En plus des aspects économiques liés à leur activité, nos artisans essayent comme ils peuvent de mettre en valeur le travail artistique, ce qui signifie que les produits artisanaux tels les bijoux, les habits traditionnels et la tapisserie font partie de notre patrimoine culturel.
Ainsi, la classification peut varier d’un produit à un autre, d’où le prix de la Meilleure œuvre de l’artisanat d’art et de l’authenticité de la création institué par le président de la République.
Cette année, le Salon de la créativité et de l’innovation organisé à Alger par le ministère de la PME et de l’Artisanat et par l’Agence nationale de l’artisanat traditionnel a été une occasion pour les artisans de la Kabylie, notamment ceux de la wilaya de Tizi Ouzou, d’affirmer encore une fois leur attachement à leur métier et à l’art traditionnel. Cet engagement et ce dévouement n’ont pas été vains puisque un artisan bijoutier de la commune de Boghni s’est vu décerner le premier prix de « l’innovation et de l’authenticité du président de la République ».
Il s’agit de Kamel Bourahla, un adepte de ce genre de manifestation depuis que des mesures incitatives ont été prises par l’Etat en vue de réactiver le plan d’action pour le développement de l’artisanat.
En témoigne sa participation à plusieurs reprises à des salons organisés et durant lesquels ses œuvres occupaient une place particulière en dépit de la concurrence des exposants des autres wilayas, chacun avec la qualité des objets présentés.
En 2005, notre lauréat a eu déjà l’honneur de recevoir un titre honorifique pour lors d’un concours national sur le thème de l’art artisanal qui s’ajoute aux nombreuses participations à l’étranger dans le cadre des échanges avec les pays de l’autre rive de la Méditerranée.
S’agissant de son œuvre artistique, qui a suscité l’admiration des visiteurs du salon d’Alger et les faveurs du jury, c’est une mosquée en argent dont la conception a demandé un temps de travail dépassant une année, mais c’était pour fournir une œuvre de qualité pleine de couleurs et à la mesure de l’événement organisé sous le haut patronage du président de la République.
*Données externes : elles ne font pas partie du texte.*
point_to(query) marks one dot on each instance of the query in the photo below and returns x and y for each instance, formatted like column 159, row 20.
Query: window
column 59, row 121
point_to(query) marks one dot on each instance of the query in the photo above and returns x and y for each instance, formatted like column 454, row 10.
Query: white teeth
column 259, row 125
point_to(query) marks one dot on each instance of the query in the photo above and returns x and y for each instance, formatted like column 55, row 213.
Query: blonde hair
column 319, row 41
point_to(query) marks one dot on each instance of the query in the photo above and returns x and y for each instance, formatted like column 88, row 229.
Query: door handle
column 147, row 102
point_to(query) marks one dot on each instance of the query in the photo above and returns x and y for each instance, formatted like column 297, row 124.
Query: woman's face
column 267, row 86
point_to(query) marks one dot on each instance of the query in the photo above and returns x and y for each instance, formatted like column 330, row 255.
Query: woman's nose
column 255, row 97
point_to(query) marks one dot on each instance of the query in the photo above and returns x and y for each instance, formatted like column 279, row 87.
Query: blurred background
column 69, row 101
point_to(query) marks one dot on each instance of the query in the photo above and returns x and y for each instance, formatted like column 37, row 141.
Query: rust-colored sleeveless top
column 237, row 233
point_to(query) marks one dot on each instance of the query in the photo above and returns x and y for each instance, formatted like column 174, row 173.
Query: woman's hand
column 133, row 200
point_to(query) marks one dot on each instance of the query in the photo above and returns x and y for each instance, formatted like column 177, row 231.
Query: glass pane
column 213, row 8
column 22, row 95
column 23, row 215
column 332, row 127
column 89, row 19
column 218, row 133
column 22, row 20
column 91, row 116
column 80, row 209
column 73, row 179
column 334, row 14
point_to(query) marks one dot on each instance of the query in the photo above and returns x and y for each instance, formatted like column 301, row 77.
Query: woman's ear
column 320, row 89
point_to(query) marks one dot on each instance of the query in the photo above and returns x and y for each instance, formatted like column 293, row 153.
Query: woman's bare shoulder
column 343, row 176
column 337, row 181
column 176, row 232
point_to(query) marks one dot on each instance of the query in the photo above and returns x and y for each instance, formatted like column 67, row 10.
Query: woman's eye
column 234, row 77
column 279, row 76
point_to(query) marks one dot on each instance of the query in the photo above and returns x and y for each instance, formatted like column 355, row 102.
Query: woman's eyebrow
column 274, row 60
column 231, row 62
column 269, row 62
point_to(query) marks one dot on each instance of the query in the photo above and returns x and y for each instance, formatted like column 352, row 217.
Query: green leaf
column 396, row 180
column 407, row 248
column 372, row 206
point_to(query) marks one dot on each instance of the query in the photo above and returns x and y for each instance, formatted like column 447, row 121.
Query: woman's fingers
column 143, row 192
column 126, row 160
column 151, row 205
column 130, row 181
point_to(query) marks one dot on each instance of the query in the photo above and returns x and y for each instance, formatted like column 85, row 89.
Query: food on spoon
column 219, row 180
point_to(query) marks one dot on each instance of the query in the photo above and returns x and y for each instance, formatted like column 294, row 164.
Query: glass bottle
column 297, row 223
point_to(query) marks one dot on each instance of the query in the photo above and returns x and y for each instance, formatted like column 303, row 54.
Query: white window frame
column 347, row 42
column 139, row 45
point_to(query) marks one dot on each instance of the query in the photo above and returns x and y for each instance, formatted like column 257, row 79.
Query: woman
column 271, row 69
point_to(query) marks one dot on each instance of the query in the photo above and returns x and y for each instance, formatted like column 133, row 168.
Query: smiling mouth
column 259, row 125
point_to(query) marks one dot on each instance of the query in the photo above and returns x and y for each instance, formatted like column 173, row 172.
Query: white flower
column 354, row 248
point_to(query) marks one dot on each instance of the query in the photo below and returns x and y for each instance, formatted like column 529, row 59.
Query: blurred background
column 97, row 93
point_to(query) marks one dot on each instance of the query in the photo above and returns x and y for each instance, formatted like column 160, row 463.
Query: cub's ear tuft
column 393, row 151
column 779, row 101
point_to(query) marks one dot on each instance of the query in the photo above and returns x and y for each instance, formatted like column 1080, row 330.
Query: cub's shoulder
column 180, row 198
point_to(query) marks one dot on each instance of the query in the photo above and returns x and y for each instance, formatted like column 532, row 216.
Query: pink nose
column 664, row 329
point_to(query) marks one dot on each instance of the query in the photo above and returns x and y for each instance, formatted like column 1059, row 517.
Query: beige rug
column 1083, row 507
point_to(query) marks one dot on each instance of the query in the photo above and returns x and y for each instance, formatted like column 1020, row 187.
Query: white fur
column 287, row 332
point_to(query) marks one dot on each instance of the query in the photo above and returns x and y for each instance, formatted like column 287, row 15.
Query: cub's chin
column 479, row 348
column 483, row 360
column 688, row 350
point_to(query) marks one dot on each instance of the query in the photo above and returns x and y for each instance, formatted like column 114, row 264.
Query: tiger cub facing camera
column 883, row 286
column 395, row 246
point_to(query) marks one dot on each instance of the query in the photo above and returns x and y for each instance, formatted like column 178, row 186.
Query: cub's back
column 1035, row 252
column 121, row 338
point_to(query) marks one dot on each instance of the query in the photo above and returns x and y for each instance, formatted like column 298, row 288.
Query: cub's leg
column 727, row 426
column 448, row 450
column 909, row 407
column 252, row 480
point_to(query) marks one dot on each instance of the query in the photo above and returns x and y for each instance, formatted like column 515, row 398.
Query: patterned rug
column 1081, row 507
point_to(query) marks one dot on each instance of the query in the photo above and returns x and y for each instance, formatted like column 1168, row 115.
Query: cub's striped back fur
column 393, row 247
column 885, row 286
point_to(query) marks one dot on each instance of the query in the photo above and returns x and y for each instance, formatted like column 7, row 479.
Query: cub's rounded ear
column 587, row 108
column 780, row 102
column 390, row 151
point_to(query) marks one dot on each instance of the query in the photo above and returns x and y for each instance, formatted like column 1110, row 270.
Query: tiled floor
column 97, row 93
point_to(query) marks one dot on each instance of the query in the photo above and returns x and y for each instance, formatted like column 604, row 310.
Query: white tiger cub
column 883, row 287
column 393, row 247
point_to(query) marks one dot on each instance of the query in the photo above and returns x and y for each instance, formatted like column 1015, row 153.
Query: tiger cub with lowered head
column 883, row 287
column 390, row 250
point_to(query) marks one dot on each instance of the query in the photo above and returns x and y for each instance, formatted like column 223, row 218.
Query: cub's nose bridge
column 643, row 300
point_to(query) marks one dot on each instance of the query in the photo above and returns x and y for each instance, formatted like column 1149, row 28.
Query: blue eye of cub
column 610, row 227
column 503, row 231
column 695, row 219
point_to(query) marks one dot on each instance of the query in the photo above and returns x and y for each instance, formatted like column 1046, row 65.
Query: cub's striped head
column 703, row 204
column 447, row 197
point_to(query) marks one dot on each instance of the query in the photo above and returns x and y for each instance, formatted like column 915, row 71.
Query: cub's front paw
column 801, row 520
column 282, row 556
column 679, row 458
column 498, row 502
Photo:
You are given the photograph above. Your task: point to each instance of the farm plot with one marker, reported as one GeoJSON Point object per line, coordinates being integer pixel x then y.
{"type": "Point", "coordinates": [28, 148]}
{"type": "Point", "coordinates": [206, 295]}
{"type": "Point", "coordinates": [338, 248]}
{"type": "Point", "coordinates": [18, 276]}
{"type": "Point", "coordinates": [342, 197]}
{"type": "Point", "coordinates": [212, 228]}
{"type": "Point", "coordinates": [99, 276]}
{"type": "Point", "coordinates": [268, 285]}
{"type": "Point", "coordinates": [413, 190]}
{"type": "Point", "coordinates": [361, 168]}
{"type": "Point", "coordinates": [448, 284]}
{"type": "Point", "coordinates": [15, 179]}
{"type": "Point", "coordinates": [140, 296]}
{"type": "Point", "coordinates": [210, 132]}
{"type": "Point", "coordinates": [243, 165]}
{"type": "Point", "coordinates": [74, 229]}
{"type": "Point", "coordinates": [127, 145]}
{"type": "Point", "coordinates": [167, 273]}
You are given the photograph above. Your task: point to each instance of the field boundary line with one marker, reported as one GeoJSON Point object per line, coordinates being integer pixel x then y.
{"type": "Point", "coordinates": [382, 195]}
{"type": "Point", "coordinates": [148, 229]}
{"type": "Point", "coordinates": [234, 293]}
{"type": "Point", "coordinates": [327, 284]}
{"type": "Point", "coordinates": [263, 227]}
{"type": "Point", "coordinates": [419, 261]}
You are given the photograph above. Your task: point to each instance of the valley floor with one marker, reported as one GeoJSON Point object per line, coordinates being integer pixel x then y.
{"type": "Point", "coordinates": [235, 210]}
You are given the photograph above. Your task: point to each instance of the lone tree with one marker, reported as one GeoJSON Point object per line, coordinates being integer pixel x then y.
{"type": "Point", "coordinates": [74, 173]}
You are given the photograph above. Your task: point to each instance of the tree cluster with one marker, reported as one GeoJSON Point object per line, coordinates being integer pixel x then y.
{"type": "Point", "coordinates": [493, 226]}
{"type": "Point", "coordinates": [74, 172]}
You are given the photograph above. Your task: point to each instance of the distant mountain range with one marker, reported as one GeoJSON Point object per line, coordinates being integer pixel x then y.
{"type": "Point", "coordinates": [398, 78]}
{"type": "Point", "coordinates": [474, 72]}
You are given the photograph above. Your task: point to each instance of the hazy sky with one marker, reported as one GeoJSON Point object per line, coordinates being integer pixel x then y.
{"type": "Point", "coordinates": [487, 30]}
Cependant, avant d’atteindre un tel succès qui redonnera certainement un nouvel élan aux artisans bijoutiers de la région, il fallait surpasser plusieurs obstacles, particulièrement ceux relatifs à la cherté des métaux (l’argent) et le monopole qu’exerce l’agence nationale pour la transformation et la distribution de l’or et des autres métaux précieux, ce qui a mis un frein à la concurrence loyale lorsqu’il s’agit de commercialiser les bijoux.
Tout compte fait, grâce aux soutien de la Chambre de l’artisanat et des métiers et son directeur, Ali Asmani, notre interlocuteur ne désespère pas de voir l’art traditionnel kabyle évoluer dans le sens souhaité, à savoir « donner une dimension universelle aux œuvres de l’artisanat d’art ».